As always, there are likely side effects to consider when deciding to try a medication for the symptoms.
Short of going through more testing, which might be a good idea in order to cover all your bases, is there anything that yoga might have to offer? Well, one other recommendation the folks at Mayo Clinic offered may give you a way of coming out of forward folds that could impact your dizziness. In addition to moving slowly when going from supine or prone to standing, here’s what they suggest:
“if you begin to get symptoms while standing, cross your thighs in a scissors fashion and squeeze, or put one foot on a ledge or chair and lean as far forward as possible. These maneuvers encourage blood to flow from your legs to your heart.”

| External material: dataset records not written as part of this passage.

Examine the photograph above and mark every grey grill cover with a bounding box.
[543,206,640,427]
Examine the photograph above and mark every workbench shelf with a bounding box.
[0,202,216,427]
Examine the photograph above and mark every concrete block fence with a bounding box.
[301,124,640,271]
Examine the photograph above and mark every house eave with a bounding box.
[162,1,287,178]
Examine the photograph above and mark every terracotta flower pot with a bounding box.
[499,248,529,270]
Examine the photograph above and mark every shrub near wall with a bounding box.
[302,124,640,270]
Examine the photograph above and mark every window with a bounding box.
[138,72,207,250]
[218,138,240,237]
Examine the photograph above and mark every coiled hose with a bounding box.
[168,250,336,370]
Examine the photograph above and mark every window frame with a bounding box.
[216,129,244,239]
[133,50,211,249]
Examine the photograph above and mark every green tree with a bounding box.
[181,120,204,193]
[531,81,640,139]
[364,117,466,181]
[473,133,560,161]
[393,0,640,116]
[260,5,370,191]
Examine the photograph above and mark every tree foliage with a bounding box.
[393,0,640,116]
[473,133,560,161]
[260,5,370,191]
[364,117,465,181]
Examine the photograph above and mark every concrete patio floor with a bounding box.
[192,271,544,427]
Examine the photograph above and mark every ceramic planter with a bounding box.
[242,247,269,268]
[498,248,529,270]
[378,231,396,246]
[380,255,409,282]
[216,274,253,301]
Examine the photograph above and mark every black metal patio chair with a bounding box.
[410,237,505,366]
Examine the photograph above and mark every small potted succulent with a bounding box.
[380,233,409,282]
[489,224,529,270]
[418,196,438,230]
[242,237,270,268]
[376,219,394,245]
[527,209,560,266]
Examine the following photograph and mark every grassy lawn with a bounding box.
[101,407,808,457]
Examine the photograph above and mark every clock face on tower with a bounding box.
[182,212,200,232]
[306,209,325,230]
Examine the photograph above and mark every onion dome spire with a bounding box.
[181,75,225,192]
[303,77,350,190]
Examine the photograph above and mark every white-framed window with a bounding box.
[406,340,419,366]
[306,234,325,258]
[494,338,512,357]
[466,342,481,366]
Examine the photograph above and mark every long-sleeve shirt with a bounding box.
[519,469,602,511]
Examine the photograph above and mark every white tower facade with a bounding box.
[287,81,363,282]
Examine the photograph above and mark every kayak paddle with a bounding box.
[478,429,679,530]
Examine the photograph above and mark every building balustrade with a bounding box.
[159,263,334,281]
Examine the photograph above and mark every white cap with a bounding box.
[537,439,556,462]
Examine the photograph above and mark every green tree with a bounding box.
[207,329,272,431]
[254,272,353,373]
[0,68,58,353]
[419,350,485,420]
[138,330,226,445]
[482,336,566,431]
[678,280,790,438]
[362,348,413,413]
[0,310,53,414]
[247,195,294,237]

The first suggestion sounds a lot like the leg position we use in Eagle pose (Garudasana). You might try coming out of Standing Forward Bend (Uttanasana) with your legs crossed and squeezing as suggested and see if the dizziness lessens. The second suggestion sounds like Standing Leg Stretch (Padangustasana) done with a foot on a lift, such as we do onto a chair or top rung of a chair. This later suggestion might be more applicable if your dizziness comes on when standing, as opposed to while changing positions.
In addition to these ideas, you could carefully work with kumbhaka, or a hold at the top of the inhale, along with lengthening the inhale compared to the exhale. Start easy, with a one or two second hold. Try a 2:1 ratio timing for the inhale/exhale. This has a mild stimulating effect on heart rate and possibly blood pressure. You may want to practice these techniques separate from your asana practice, perhaps before starting. It might be possible to employ them during asana practice as well, although this is done less often, except in certain traditions, such as viniyoga or the yoga of Krishnamacharya. So you could consider working with a teacher from those lineages. I hope this information is helpful. I’d love to hear back if something improves, and all the best in resolving this situation!